Posted on (Answer #1)

In Act 1, Scene 3, Lady Capulet seeks out Juliet to have a conversation with her about marrying Paris.  Although Lady Capulet initially asks the Nurse to leave, she then quickly calls her back into the room.  After Lady Capulet tells Juliet that Paris would like to marry her, the Nurse chimes in and says, in part, "As all the world-why he's a man of wax" (1.3.82).  This means that Paris is the ideal man; similar to what an artist would make out of wax.  The Nurse is trying to support Lady Capulet by further saying, "Nay, he's a flower, in faith, a very flower" (1.3.84).  This is a general compliment towards Paris.  in his plays, Shakespeare uses many references to nature and this is one of many.  In this scene, the Nurse, has nothing but positive remarks about Paris.

mwestwood's profile pic

Posted on (Answer #2)

One of the most famous comic confidants of Shakespeare's play, the Nurse is certainly also the most loquacious, and she delights in hearing herself talk. For instance, when Lady Capulet asks the Nurse where her daughter is, the Nurse launches into a three-line response:

Now, by my maidenhead, at twelve year old,
I bade her come. What, lamb! What, ladybird!
God forbid! Where's this girl? What, Juliet! (1.3.4-6)

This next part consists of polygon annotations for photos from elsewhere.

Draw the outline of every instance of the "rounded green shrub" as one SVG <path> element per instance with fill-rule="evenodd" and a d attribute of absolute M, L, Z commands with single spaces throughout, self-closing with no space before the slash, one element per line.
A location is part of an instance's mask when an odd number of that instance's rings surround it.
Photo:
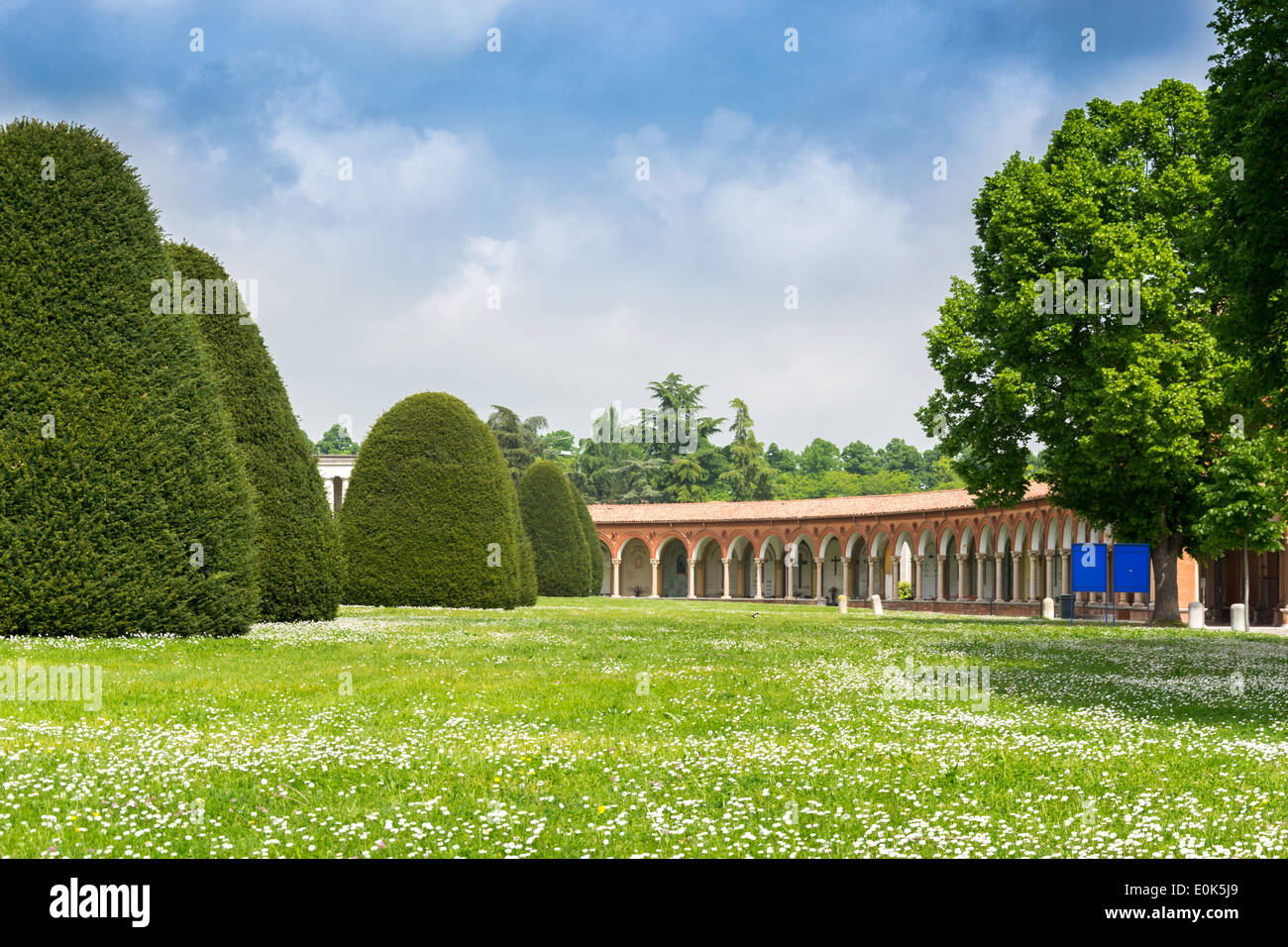
<path fill-rule="evenodd" d="M 510 496 L 514 500 L 515 515 L 519 517 L 519 604 L 537 604 L 537 563 L 536 553 L 532 551 L 532 540 L 523 526 L 523 517 L 519 512 L 519 488 L 510 479 Z"/>
<path fill-rule="evenodd" d="M 126 157 L 0 128 L 0 635 L 236 634 L 259 594 L 250 484 Z"/>
<path fill-rule="evenodd" d="M 524 470 L 519 481 L 519 510 L 536 555 L 537 591 L 585 595 L 590 550 L 577 518 L 572 487 L 558 464 L 538 460 Z"/>
<path fill-rule="evenodd" d="M 590 566 L 590 585 L 586 586 L 587 595 L 598 595 L 604 588 L 604 550 L 599 545 L 599 531 L 595 530 L 595 521 L 590 518 L 590 509 L 586 506 L 586 497 L 568 483 L 572 491 L 572 501 L 577 508 L 577 518 L 581 521 L 581 532 L 586 537 L 587 564 Z"/>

When Juliet does respond, Lady Capulet asks the Nurse to leave, but then calls her back, an indication that there is some tension between the mother and daughter on the subject of marriage. And, by having the Nurse present, they both can argue in favor of Juliet's marrying Paris. When, for instance, Lady Capulet describes Paris as valiant, the Nurse adds that "he's a man of wax," meaning that he is as beautiful as a wax figure. Then, she underscores Lady Capulet's observation "Verona's summer hath not such a flower" by saying "Nay he's a flower; in faith a very flower" (1.3.79-80).

Lady Capulet then applies the book metaphor to Paris, but the images also allude to the marriage contract that would benefit the Capulets with "gold clasps," "locks," and Juliet's making herself "no less"—that is, improving her social position. The Nurse expands on the "no less" by employing a sexual pun on pregnancy with her earthy humor enjoyed by the groundlings: "No less! nay, bigger; women grow by men" (1.3.97).

While the Nurse is certainly a comic figure and a bit foolish, there is no question that she loves Juliet and that she is favorably impressed with Paris as a suitor.